Every Toyota RAV4 comes with an 8-inch touchscreen infotainment system as standard, although what that system can do differs depending on which model you go for.

Regardless, the screen is bright and relatively easy to read in direct sunlight, but it isn’t as sharp as the screen you get in a VW Tiguan and the clunky menu screens mean it isn’t as easy to read if you glance at it quickly on the move.

The array of physical shortcut buttons are a bonus, though, and they will help you switch between the features you’ll use most often. There are also two easily reached physical dials for the stereo volume and radio tuning.

Turn attention back to the screen and the home menu is very difficult to decipher. It displays a window for the sat-nav, one for the stereo and a third showing you the status of the hybrid system, but they’re so jumbled together you’ll have real trouble reading them or following directions.

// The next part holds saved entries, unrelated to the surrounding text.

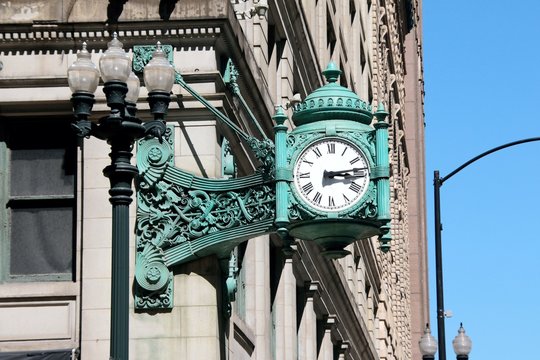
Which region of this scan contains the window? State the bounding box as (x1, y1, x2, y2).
(0, 117, 77, 281)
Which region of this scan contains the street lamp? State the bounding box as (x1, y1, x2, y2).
(433, 136, 540, 360)
(419, 323, 472, 360)
(452, 323, 472, 360)
(68, 34, 175, 360)
(419, 324, 438, 360)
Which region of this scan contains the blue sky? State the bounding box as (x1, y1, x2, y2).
(423, 1, 540, 359)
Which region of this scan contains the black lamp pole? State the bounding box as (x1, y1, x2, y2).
(71, 83, 167, 360)
(101, 82, 141, 359)
(68, 37, 173, 360)
(433, 137, 540, 360)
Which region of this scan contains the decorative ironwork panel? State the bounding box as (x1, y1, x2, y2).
(135, 128, 275, 309)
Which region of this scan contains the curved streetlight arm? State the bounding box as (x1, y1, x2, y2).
(433, 136, 540, 360)
(438, 137, 540, 186)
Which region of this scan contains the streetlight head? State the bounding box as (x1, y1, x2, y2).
(143, 42, 175, 93)
(419, 323, 438, 356)
(452, 323, 472, 356)
(67, 42, 100, 94)
(125, 71, 141, 104)
(99, 32, 131, 83)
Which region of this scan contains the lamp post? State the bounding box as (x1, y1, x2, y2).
(67, 34, 175, 360)
(452, 323, 472, 360)
(433, 136, 540, 360)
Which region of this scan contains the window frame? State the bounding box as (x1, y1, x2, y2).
(0, 117, 77, 283)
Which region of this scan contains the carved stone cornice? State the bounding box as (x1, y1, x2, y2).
(0, 20, 224, 53)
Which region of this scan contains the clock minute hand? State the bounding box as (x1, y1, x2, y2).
(324, 167, 368, 178)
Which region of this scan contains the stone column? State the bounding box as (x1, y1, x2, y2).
(273, 248, 297, 360)
(317, 315, 337, 360)
(243, 236, 272, 359)
(173, 256, 222, 359)
(298, 282, 319, 360)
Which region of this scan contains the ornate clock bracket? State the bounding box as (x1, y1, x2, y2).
(134, 127, 276, 309)
(134, 60, 392, 310)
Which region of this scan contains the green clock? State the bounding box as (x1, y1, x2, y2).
(292, 137, 370, 212)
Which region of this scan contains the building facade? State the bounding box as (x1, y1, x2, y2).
(0, 0, 428, 359)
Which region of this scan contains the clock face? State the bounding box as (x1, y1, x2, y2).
(293, 138, 370, 212)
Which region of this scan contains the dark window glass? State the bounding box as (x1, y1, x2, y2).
(2, 117, 76, 280)
(11, 148, 75, 197)
(10, 207, 73, 275)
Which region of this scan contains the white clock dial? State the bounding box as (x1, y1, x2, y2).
(293, 138, 370, 212)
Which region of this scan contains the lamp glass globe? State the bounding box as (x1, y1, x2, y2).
(143, 42, 175, 93)
(67, 42, 100, 94)
(419, 324, 438, 356)
(99, 33, 131, 83)
(452, 324, 472, 356)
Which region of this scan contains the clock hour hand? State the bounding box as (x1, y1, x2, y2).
(324, 167, 368, 179)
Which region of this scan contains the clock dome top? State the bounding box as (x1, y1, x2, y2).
(292, 62, 373, 126)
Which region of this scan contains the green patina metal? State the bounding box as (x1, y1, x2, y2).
(135, 126, 275, 308)
(223, 249, 239, 317)
(374, 104, 392, 251)
(291, 62, 373, 126)
(224, 59, 269, 140)
(220, 138, 237, 179)
(283, 64, 390, 256)
(134, 62, 391, 309)
(175, 65, 276, 178)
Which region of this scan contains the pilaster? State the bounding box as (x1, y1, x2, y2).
(272, 248, 297, 360)
(298, 281, 320, 360)
(317, 315, 337, 360)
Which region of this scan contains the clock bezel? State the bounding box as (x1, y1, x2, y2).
(290, 136, 372, 214)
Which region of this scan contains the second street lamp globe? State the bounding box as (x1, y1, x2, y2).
(452, 323, 472, 358)
(125, 71, 141, 104)
(143, 42, 175, 93)
(99, 33, 131, 83)
(67, 42, 99, 94)
(419, 324, 438, 358)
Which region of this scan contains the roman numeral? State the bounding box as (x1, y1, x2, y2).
(299, 172, 310, 178)
(349, 157, 360, 165)
(327, 143, 335, 154)
(303, 160, 314, 166)
(302, 182, 314, 194)
(343, 194, 350, 203)
(349, 182, 362, 193)
(341, 147, 348, 156)
(312, 147, 322, 158)
(313, 192, 322, 204)
(328, 196, 335, 207)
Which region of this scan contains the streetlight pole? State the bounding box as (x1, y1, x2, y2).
(68, 35, 175, 360)
(432, 136, 540, 360)
(433, 170, 446, 360)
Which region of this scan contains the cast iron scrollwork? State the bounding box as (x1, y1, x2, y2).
(135, 130, 276, 309)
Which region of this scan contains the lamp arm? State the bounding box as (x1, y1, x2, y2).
(440, 137, 540, 185)
(223, 59, 269, 140)
(175, 70, 251, 142)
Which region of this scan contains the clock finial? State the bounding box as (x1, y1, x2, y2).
(273, 105, 288, 126)
(322, 62, 341, 83)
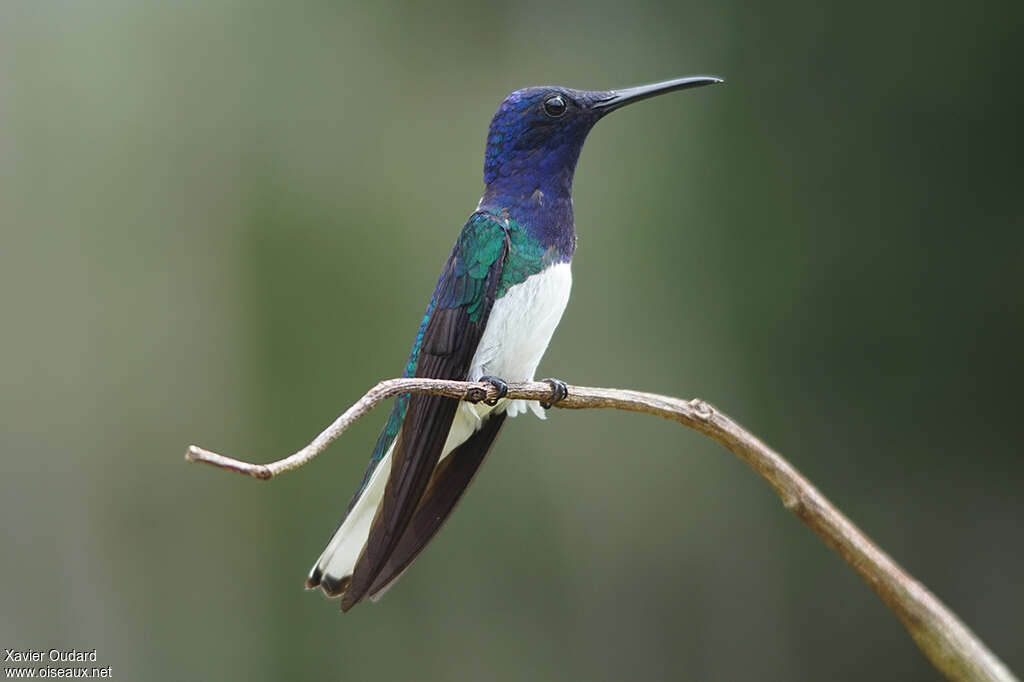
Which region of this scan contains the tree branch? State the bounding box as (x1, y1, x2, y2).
(185, 378, 1017, 682)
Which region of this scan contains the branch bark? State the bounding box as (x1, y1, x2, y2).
(185, 378, 1017, 682)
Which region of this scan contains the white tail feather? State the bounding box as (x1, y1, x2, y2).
(308, 400, 522, 596)
(309, 441, 394, 587)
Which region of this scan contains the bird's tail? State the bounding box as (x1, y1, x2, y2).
(306, 401, 505, 607)
(306, 442, 394, 596)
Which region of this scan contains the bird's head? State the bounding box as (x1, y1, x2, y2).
(481, 76, 722, 203)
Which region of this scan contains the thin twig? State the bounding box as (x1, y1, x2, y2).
(185, 378, 1017, 682)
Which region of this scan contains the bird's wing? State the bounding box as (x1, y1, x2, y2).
(366, 410, 507, 600)
(341, 211, 510, 610)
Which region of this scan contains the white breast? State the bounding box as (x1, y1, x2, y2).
(468, 261, 572, 418)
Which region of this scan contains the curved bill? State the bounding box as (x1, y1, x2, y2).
(593, 75, 723, 114)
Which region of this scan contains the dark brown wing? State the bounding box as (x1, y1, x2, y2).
(340, 213, 509, 611)
(366, 411, 507, 599)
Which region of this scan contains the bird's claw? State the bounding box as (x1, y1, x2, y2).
(479, 375, 509, 406)
(540, 378, 568, 409)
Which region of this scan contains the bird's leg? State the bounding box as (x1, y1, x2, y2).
(478, 375, 509, 406)
(540, 378, 569, 409)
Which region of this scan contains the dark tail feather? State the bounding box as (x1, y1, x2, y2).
(364, 412, 507, 602)
(341, 392, 461, 611)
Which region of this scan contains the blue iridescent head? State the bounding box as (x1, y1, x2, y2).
(481, 76, 723, 205)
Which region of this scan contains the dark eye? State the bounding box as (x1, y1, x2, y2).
(543, 94, 567, 117)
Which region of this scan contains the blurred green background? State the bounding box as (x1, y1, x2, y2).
(2, 0, 1021, 679)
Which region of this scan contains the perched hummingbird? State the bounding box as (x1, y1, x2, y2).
(307, 75, 722, 611)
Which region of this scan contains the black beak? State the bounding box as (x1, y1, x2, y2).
(593, 75, 723, 114)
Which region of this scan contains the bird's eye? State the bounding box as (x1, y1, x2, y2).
(543, 95, 567, 118)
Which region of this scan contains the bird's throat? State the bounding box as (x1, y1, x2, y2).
(479, 173, 576, 259)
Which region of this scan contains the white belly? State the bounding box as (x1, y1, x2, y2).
(441, 260, 572, 457)
(469, 261, 572, 413)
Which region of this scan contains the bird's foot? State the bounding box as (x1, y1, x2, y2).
(478, 375, 509, 406)
(540, 378, 568, 409)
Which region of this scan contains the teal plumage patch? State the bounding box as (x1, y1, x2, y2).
(438, 212, 560, 320)
(497, 218, 558, 298)
(436, 212, 508, 322)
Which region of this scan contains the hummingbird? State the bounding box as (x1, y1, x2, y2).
(306, 75, 722, 611)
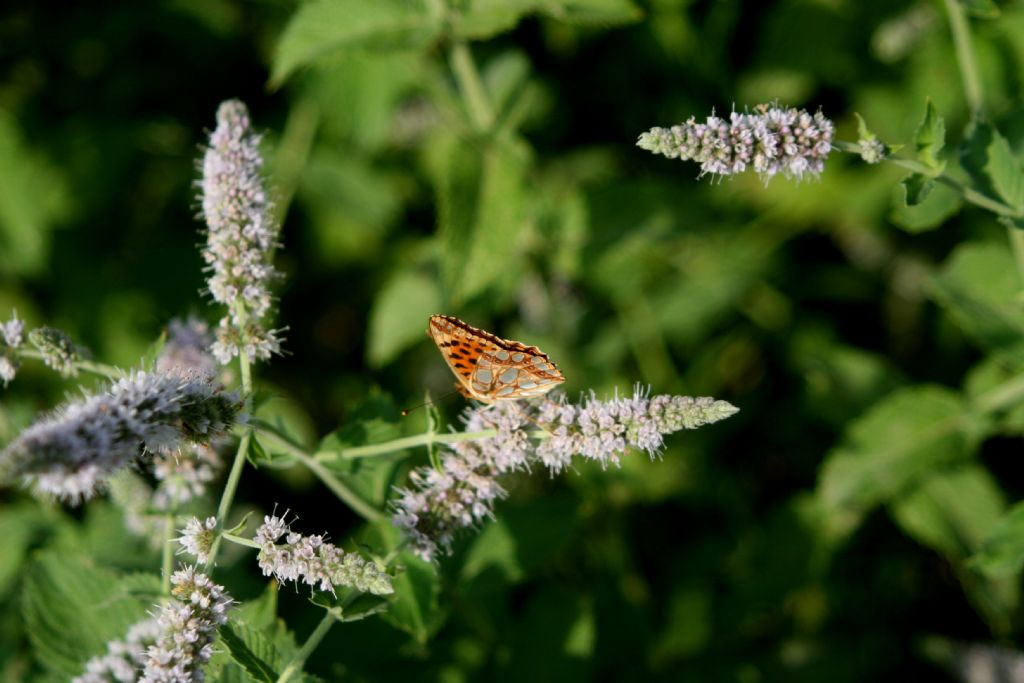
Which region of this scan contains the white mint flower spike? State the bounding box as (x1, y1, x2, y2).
(637, 103, 834, 182)
(255, 514, 394, 596)
(0, 371, 240, 503)
(200, 99, 283, 364)
(140, 567, 232, 683)
(74, 618, 161, 683)
(393, 386, 738, 561)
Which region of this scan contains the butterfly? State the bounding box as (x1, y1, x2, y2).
(428, 315, 565, 403)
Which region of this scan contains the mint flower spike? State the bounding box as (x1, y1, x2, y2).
(29, 325, 83, 377)
(200, 99, 283, 364)
(74, 618, 161, 683)
(140, 567, 232, 683)
(255, 514, 394, 596)
(637, 103, 834, 182)
(158, 317, 218, 379)
(0, 371, 240, 503)
(0, 312, 24, 385)
(393, 386, 739, 561)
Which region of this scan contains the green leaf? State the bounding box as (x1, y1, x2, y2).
(0, 109, 69, 276)
(931, 241, 1024, 366)
(270, 0, 442, 87)
(972, 501, 1024, 577)
(361, 523, 442, 642)
(983, 127, 1024, 211)
(426, 134, 530, 302)
(460, 496, 579, 586)
(318, 396, 407, 508)
(890, 180, 961, 232)
(235, 581, 280, 630)
(912, 99, 946, 172)
(949, 114, 1022, 218)
(892, 466, 1018, 633)
(454, 0, 641, 39)
(0, 503, 42, 598)
(542, 0, 643, 25)
(454, 0, 541, 40)
(817, 385, 974, 529)
(219, 622, 282, 683)
(22, 553, 155, 678)
(958, 0, 1000, 18)
(367, 270, 441, 367)
(891, 465, 1006, 559)
(900, 173, 935, 207)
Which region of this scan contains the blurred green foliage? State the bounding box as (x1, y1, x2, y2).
(5, 0, 1024, 680)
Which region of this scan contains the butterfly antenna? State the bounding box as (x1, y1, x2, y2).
(401, 390, 459, 416)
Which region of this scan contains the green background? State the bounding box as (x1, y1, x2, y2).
(3, 0, 1024, 680)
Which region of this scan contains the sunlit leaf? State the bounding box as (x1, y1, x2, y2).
(271, 0, 442, 87)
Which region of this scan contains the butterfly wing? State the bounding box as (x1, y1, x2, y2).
(428, 315, 495, 401)
(478, 339, 565, 400)
(428, 315, 565, 403)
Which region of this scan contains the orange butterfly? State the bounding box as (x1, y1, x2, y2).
(428, 315, 565, 403)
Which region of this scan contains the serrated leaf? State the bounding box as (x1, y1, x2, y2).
(931, 241, 1024, 367)
(219, 622, 283, 683)
(913, 99, 946, 172)
(900, 173, 935, 206)
(360, 523, 442, 642)
(817, 385, 973, 522)
(235, 581, 280, 630)
(984, 127, 1024, 211)
(22, 553, 154, 678)
(271, 0, 442, 87)
(366, 271, 441, 367)
(960, 116, 1000, 202)
(972, 502, 1024, 577)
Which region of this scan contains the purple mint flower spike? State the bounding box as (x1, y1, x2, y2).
(393, 386, 738, 561)
(200, 100, 283, 364)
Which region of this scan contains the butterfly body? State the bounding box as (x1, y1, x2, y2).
(428, 315, 565, 403)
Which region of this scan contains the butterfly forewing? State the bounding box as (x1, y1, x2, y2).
(428, 315, 565, 403)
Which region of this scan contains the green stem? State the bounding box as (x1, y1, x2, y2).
(449, 40, 494, 131)
(318, 429, 499, 460)
(206, 349, 255, 567)
(290, 448, 385, 523)
(17, 348, 123, 379)
(276, 608, 339, 683)
(161, 513, 175, 596)
(944, 0, 984, 114)
(836, 141, 1019, 217)
(252, 418, 505, 461)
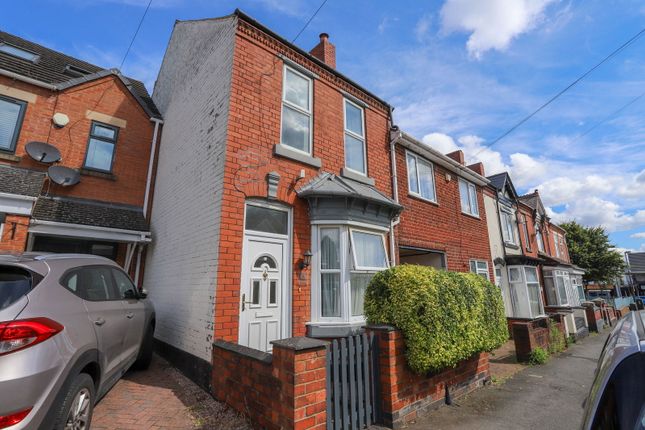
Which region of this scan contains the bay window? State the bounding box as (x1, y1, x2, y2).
(314, 226, 388, 322)
(281, 66, 312, 154)
(459, 179, 479, 216)
(508, 265, 544, 318)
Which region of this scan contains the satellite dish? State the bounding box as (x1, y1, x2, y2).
(47, 166, 80, 187)
(25, 141, 61, 163)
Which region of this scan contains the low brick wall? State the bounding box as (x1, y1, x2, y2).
(212, 337, 327, 430)
(367, 326, 489, 429)
(512, 317, 565, 362)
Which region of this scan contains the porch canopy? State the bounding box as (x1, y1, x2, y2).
(296, 172, 402, 228)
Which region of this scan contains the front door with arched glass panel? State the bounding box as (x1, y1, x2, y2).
(239, 202, 290, 352)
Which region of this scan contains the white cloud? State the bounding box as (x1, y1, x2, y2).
(631, 232, 645, 239)
(422, 132, 458, 153)
(440, 0, 556, 58)
(636, 169, 645, 183)
(415, 15, 432, 42)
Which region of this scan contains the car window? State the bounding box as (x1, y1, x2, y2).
(63, 266, 117, 301)
(0, 266, 33, 311)
(112, 269, 137, 299)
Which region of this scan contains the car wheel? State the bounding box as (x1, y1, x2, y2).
(133, 324, 154, 370)
(52, 373, 95, 430)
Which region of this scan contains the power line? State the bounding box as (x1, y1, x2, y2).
(119, 0, 153, 70)
(291, 0, 329, 43)
(475, 26, 645, 156)
(570, 91, 645, 143)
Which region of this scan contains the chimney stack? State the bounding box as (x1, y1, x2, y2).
(446, 150, 465, 165)
(309, 33, 336, 68)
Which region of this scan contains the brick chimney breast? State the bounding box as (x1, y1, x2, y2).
(466, 162, 485, 177)
(446, 150, 465, 165)
(309, 33, 336, 68)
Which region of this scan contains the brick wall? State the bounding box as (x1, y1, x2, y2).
(395, 145, 493, 278)
(0, 214, 30, 252)
(212, 337, 327, 430)
(512, 317, 565, 362)
(212, 18, 393, 342)
(367, 326, 490, 429)
(144, 17, 236, 362)
(0, 74, 154, 207)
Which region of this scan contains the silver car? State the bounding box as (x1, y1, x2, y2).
(581, 310, 645, 429)
(0, 253, 155, 430)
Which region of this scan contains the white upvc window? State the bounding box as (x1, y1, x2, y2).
(536, 223, 545, 252)
(281, 66, 313, 154)
(501, 209, 516, 245)
(315, 225, 388, 322)
(494, 267, 503, 287)
(520, 215, 531, 251)
(508, 265, 544, 319)
(553, 232, 561, 258)
(406, 151, 437, 202)
(554, 270, 570, 305)
(459, 178, 479, 217)
(469, 260, 489, 280)
(343, 99, 367, 175)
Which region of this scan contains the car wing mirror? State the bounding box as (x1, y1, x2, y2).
(123, 290, 137, 300)
(138, 288, 148, 299)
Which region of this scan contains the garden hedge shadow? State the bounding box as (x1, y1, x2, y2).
(364, 264, 508, 374)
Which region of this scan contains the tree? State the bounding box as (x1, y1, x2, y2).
(559, 221, 625, 284)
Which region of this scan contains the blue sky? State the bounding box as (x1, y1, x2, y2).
(4, 0, 645, 251)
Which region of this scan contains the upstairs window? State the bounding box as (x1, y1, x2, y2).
(501, 209, 516, 245)
(83, 121, 119, 173)
(0, 43, 39, 62)
(406, 152, 436, 202)
(521, 215, 532, 251)
(469, 260, 489, 280)
(536, 223, 545, 252)
(281, 66, 312, 154)
(553, 232, 561, 258)
(64, 64, 91, 78)
(459, 178, 479, 217)
(0, 95, 27, 153)
(343, 99, 366, 175)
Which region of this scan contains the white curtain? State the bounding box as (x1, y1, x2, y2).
(351, 231, 387, 268)
(350, 273, 372, 316)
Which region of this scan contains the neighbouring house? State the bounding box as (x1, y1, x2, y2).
(518, 190, 588, 339)
(145, 10, 400, 386)
(0, 30, 161, 282)
(484, 172, 546, 326)
(626, 251, 645, 295)
(392, 133, 493, 278)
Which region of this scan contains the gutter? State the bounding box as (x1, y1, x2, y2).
(143, 118, 163, 219)
(0, 69, 57, 90)
(395, 131, 490, 186)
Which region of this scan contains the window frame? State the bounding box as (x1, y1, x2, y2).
(536, 223, 545, 252)
(280, 65, 313, 155)
(0, 94, 27, 154)
(312, 225, 389, 323)
(469, 259, 490, 280)
(405, 151, 437, 203)
(82, 121, 119, 173)
(553, 232, 561, 258)
(459, 178, 479, 217)
(343, 98, 367, 176)
(500, 208, 516, 245)
(0, 42, 40, 63)
(520, 215, 532, 251)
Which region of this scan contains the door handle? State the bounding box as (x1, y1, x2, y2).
(94, 318, 106, 326)
(126, 312, 134, 319)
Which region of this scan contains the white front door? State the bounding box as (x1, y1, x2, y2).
(239, 236, 287, 352)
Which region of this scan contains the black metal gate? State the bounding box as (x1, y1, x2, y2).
(326, 333, 379, 430)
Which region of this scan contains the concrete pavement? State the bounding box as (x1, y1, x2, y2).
(405, 332, 608, 430)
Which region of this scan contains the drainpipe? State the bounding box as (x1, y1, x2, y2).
(134, 244, 144, 288)
(388, 106, 400, 267)
(143, 118, 163, 219)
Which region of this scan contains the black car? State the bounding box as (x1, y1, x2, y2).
(582, 310, 645, 429)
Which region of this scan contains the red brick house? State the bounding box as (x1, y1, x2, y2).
(392, 133, 493, 277)
(145, 10, 496, 391)
(0, 31, 161, 281)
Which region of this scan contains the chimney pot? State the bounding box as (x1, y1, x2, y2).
(319, 32, 329, 41)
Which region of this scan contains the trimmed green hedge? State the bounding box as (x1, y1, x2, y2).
(364, 264, 508, 374)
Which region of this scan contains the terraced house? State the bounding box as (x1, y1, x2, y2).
(0, 31, 161, 282)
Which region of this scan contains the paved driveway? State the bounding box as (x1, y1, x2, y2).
(406, 332, 608, 430)
(92, 355, 250, 430)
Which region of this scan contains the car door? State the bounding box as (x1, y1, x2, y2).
(111, 268, 146, 366)
(65, 266, 129, 383)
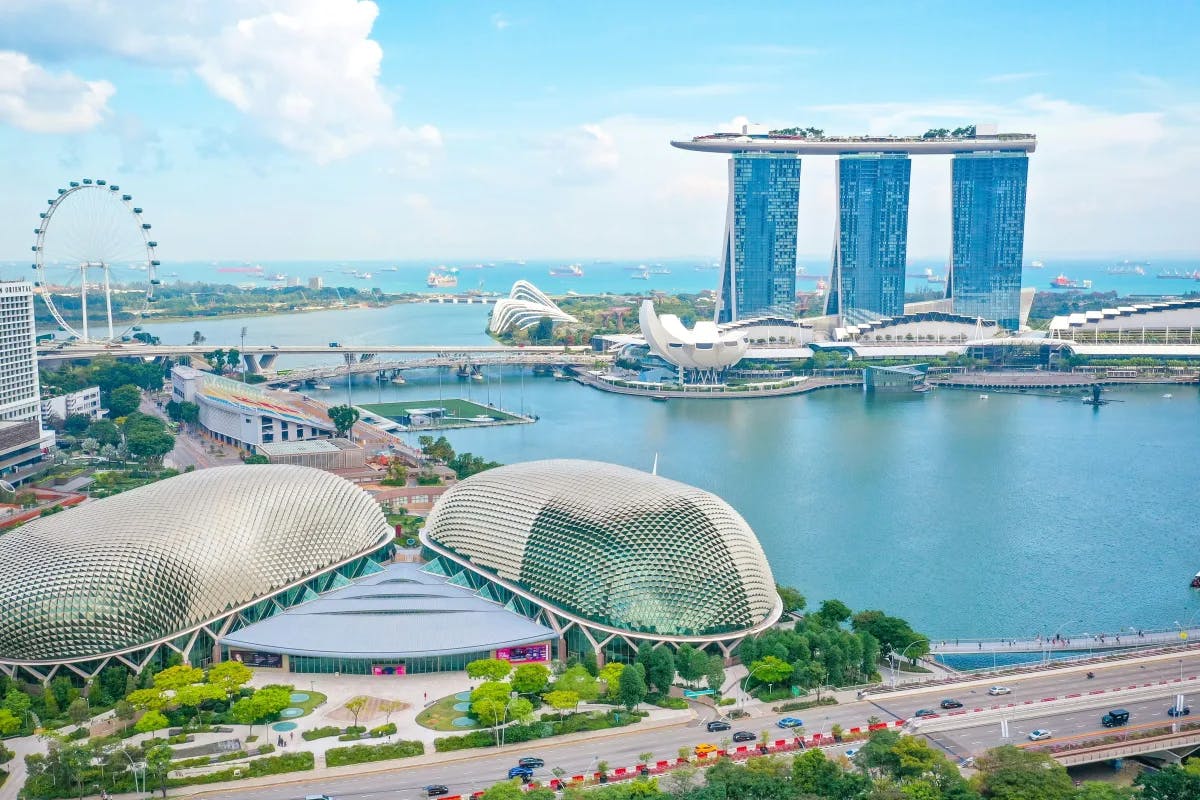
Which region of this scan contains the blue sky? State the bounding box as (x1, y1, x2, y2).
(1, 0, 1197, 263)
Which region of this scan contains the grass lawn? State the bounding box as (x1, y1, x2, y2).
(416, 694, 480, 732)
(361, 398, 520, 424)
(289, 690, 328, 717)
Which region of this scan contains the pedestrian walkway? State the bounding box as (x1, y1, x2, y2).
(929, 626, 1194, 655)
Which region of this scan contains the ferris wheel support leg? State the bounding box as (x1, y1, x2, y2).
(80, 262, 89, 343)
(103, 265, 115, 341)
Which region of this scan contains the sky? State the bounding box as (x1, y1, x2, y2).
(1, 0, 1198, 263)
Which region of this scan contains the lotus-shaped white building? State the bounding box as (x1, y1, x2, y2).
(639, 299, 749, 378)
(489, 280, 577, 334)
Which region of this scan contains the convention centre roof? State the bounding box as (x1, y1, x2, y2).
(422, 459, 780, 638)
(0, 465, 391, 663)
(220, 562, 555, 658)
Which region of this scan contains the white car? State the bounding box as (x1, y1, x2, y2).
(988, 686, 1011, 696)
(1028, 729, 1052, 741)
(844, 748, 859, 758)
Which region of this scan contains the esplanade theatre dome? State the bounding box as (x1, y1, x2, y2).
(0, 465, 391, 671)
(422, 460, 781, 640)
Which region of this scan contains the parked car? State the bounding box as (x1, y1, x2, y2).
(844, 748, 859, 758)
(425, 788, 449, 798)
(706, 720, 732, 732)
(1028, 729, 1052, 741)
(304, 795, 333, 800)
(777, 717, 804, 728)
(694, 743, 718, 756)
(732, 731, 757, 743)
(518, 757, 545, 768)
(1168, 705, 1192, 717)
(940, 699, 964, 709)
(507, 766, 533, 780)
(987, 686, 1011, 696)
(913, 709, 937, 718)
(1102, 709, 1131, 727)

If you want the aforementioned satellite navigation then you get it as standard so long as you avoid the entry-level Icon model. It’s relatively easy to pop in an address and add a waypoint, but the maps themselves aren’t particularly clear.

Sure, the graphics are nice and bright, but the system defaults to a very wide zoom which makes spotting upcoming turns rather tricky. You can zoom in manually, but only using the on-screen buttons. Using a pinching motion, which you would on a smartphone, means that the map stops following your progress and stays in a fixed position.

However, if you would rather use one of the navigation apps on your phone then you get Apple CarPlay and Android Auto as standard on all models. You can also use the standard Bluetooth connection to play music from your phone through the car’s stereo, or there’s an aux-in socket if you want to link up using a cable.

Speaking of stereos, you get a fairly nondescript six-speaker system as standard but Excel and Dynamic cars come with the option of an upgraded nine-speaker JBL unit with subwoofer in the boot to deliver clearer, punchier bass notes. It certainly sounds better, but alternatives come with even more impressive stereo upgrades.